The Uganda National Oil Company will enjoy a monopoly for supplying petroleum products in Uganda after Parliament passed into law the Petroleum Supplies Amendment Bill 2023 .
This new law also give the Minister discretionary powers to appoint any other fuel supply should UNOC run short of capacity a development experts have criticized that it will be abused given the corruption tendencies in many government establishments .
However the law makers agreed with government’s chief legal adviser -the Attorney General that If assented to by President Yoweri Museveni, the new law will enhance supply security, reduce pump prices, and generate additional revenue for UNOC to support infrastructure development, especially in the oil sector.

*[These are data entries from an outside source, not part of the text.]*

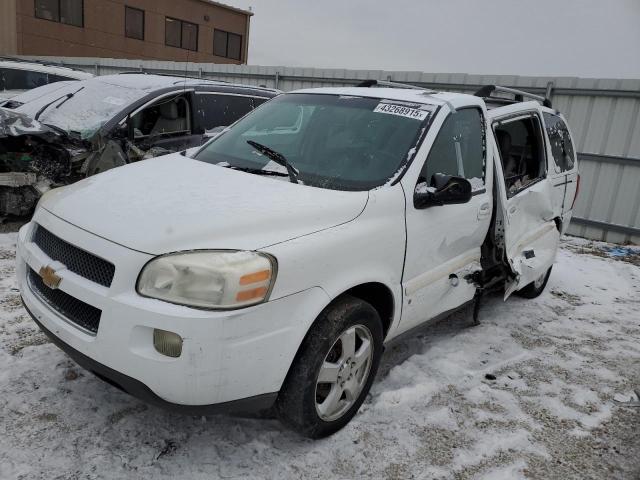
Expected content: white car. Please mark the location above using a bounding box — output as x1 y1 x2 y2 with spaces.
18 82 578 438
0 58 93 101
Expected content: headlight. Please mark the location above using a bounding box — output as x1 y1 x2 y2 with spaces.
137 251 276 310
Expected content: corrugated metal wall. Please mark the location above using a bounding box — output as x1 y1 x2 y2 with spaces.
12 58 640 243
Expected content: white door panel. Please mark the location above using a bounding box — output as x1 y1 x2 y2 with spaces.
398 190 484 333
496 109 565 299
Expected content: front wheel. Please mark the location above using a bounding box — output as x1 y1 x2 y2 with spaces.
276 296 382 438
516 266 553 298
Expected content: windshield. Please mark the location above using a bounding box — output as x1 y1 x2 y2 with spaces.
195 94 434 190
13 79 148 139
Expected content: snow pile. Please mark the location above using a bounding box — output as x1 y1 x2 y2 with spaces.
0 235 640 480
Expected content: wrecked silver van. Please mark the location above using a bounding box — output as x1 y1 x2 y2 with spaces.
0 73 279 217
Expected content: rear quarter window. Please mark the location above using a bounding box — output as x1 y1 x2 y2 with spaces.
544 113 576 173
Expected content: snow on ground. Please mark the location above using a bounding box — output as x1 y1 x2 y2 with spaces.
0 234 640 480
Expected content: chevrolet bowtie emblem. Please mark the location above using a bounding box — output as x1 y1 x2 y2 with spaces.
40 266 62 290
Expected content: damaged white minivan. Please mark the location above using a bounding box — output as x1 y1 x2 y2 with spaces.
18 81 578 438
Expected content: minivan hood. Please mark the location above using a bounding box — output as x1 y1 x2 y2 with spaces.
40 154 368 255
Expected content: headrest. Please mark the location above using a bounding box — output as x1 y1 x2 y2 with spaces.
496 130 512 152
160 101 178 120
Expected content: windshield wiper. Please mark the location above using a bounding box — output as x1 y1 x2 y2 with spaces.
225 165 289 177
247 140 300 183
33 87 84 120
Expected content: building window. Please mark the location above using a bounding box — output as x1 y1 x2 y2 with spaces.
213 30 242 60
124 7 144 40
164 17 198 52
35 0 84 27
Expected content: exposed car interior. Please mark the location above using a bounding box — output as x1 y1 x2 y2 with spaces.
131 96 191 139
494 115 546 197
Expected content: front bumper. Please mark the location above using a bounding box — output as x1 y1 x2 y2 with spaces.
16 209 329 412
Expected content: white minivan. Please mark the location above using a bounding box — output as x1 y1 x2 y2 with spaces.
17 81 578 438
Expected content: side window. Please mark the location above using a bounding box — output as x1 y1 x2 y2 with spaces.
420 108 486 191
494 114 547 198
0 68 31 90
49 74 75 83
544 113 575 172
196 93 254 130
130 97 191 140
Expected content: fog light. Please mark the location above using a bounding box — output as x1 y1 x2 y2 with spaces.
153 329 182 358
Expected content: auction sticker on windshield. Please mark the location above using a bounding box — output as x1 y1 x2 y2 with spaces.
373 103 429 121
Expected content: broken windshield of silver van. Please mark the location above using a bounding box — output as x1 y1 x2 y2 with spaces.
15 82 146 140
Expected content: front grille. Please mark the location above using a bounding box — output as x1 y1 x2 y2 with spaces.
33 225 116 287
28 268 102 335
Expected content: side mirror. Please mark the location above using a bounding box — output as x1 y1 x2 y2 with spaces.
413 173 472 210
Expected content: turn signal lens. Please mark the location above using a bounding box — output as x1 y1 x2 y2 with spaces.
240 270 271 285
153 329 182 358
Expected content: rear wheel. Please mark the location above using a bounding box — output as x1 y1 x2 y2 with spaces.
516 267 553 298
276 296 382 438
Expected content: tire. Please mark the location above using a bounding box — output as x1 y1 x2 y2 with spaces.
276 295 383 438
516 267 553 298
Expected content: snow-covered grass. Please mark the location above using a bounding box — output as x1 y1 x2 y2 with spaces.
0 235 640 480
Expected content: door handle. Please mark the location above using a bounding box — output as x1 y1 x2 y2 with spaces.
478 203 491 220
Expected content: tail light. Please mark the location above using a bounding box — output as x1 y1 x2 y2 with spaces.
571 174 580 210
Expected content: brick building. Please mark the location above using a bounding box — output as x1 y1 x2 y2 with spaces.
0 0 253 64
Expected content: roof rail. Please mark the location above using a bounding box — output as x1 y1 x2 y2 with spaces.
474 85 552 108
118 70 229 83
356 80 429 90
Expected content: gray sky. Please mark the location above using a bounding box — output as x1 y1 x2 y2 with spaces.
223 0 640 78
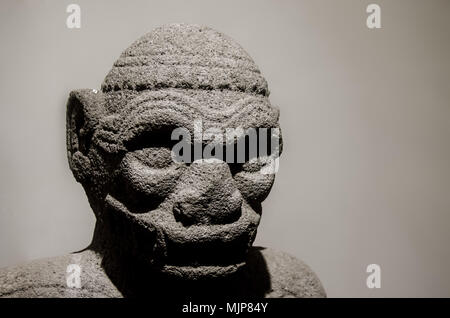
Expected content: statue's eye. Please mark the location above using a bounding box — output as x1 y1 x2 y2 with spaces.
124 127 176 151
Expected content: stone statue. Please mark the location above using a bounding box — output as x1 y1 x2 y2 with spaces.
0 24 326 297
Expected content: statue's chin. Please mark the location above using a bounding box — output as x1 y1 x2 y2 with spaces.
106 195 260 280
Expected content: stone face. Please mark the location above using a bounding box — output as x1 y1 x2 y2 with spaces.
0 24 325 297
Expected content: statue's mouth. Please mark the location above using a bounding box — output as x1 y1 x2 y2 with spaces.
106 195 260 279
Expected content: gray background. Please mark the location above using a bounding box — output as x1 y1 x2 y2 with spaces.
0 0 450 297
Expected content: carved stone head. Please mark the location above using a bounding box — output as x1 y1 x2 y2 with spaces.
67 24 279 279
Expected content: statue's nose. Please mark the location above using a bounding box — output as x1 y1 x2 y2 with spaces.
173 159 242 226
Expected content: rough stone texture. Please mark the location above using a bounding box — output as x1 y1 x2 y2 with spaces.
0 24 325 297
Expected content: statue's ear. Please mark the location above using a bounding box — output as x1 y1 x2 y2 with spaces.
66 89 104 182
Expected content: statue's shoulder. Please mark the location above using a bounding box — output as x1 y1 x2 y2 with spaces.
250 247 326 298
0 250 121 298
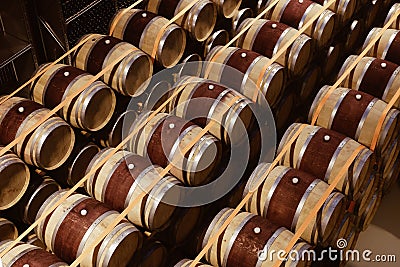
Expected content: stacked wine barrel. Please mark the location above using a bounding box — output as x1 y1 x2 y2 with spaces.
0 0 400 267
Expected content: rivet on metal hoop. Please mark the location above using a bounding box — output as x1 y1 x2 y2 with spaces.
81 209 87 216
253 227 261 234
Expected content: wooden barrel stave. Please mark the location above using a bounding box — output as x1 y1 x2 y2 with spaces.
212 0 242 18
204 46 286 106
265 0 335 47
383 3 400 30
0 218 18 242
203 209 311 267
237 18 311 75
314 0 357 25
174 259 212 267
48 132 100 187
35 191 142 266
6 175 60 225
0 150 30 210
362 28 400 65
73 34 153 96
112 9 186 68
232 8 253 35
86 148 180 230
202 30 229 60
243 163 346 244
309 86 399 152
168 77 254 147
0 97 75 170
147 0 217 41
30 64 115 131
278 123 374 197
339 56 400 108
128 112 222 185
356 190 382 231
0 240 67 267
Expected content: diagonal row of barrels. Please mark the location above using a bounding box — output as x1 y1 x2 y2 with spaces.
0 1 398 266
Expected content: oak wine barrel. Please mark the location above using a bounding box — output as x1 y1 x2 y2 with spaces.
202 208 311 267
203 30 229 58
277 123 375 197
265 0 335 47
92 110 137 147
0 97 75 170
127 111 222 186
232 7 253 35
0 149 30 210
243 163 346 244
356 190 382 231
168 76 255 145
313 0 357 24
85 148 180 230
72 34 153 96
299 65 322 101
338 55 400 108
308 86 400 152
30 64 116 131
0 218 18 242
174 259 212 267
6 175 60 225
320 43 343 79
48 131 100 187
127 241 169 267
204 46 286 106
0 240 67 267
362 28 400 65
383 3 400 30
35 191 142 267
237 18 312 75
212 0 242 18
176 53 203 80
111 9 186 68
147 0 217 42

Emmanuel Otiam Otala, the chairperson of Environment and Natural Resources of parliament told MPs that the bill seeks to empower UNOC to be supplier of all imports to the licensed oil marketing companies of petroleum products for the Ugandan market for purposes of ensuring security of supply of petroleum products
“Lack of empowerment for UNOC to be sole importer and supplier of Uganda’s petroleum products has contributed to instability of petroleum product supply in Uganda, unpredictable pump prices, and financial stagnation for UNOC which has curtailed its business progress to improve petroleum product stock holding levels within the country, and to contribute to the competitiveness of consumer and retail pump prices,” he argued before a vote was called by the Speaker Anita Among and the ayes took it.
The Committee pointed out that the government’s inability to purchase oil products directly from the refineries had led to an extra markup on Uganda’s fuel from Kenyan companies (read middlemen), insecurity in supply for petroleum products, and inability to directly negotiate for petroleum prices with refiners which inevitably contributes to high and unpredictable pump prices. This after President Museveni not long ago fumed about the high pump prices caused by what he said were middlemen in Kenya .
It seems the President was acting on intelligence information that the current petroleum supply chain created three layers of middlemen from the overseas refinery to the Ugandan oil marketing companies, with companies include Aramco, Adnoc, and Enoc as the first layer traders from the overseas refineries. Companies that constitute the second layer include Galana, Gulf, and Oryx Kenya.
The third layer includes Total, Vivo, Stabex, Rubis, and city oil and Hass, which then supply to the Ugandan importer oil marketing companies.
“Each of these companies infuses a profit margin which is ultimately fed into the final pump price,” the members of parliament noted .
Energy Minister Ruth Nankabirwa said the Bill will enable the government to ensure steady supply of petroleum products, and also diversify supply routes.
UNOC will exclusively source petroleum products from Vitol, a Swiss-based Dutch global energy and commodities giant. The duo signed a supply contract in August which was later ratified by Cabinet.
Uganda National Oil Company recently negotiated a five-year contract with Vitol Bahrain E.C.
According to Nankabirwa, Vitol Bahrain E.C will be financing the business by providing a working capital facility backed by its global balance sheet and working with UNOC to ensure competitive pricing of petroleum products.
Vitol Bahrain E.C. is said to have committed to financing the construction of additional capacity in partnership with UNOC of 320 million litres at Namwambula, Mpigi.
MP Alioni Yorke Odria said the Bill should be supported to save Ugandans from fuel cartels that arbitrarily influence fuel pricing, and cause pain at the pump for citizens.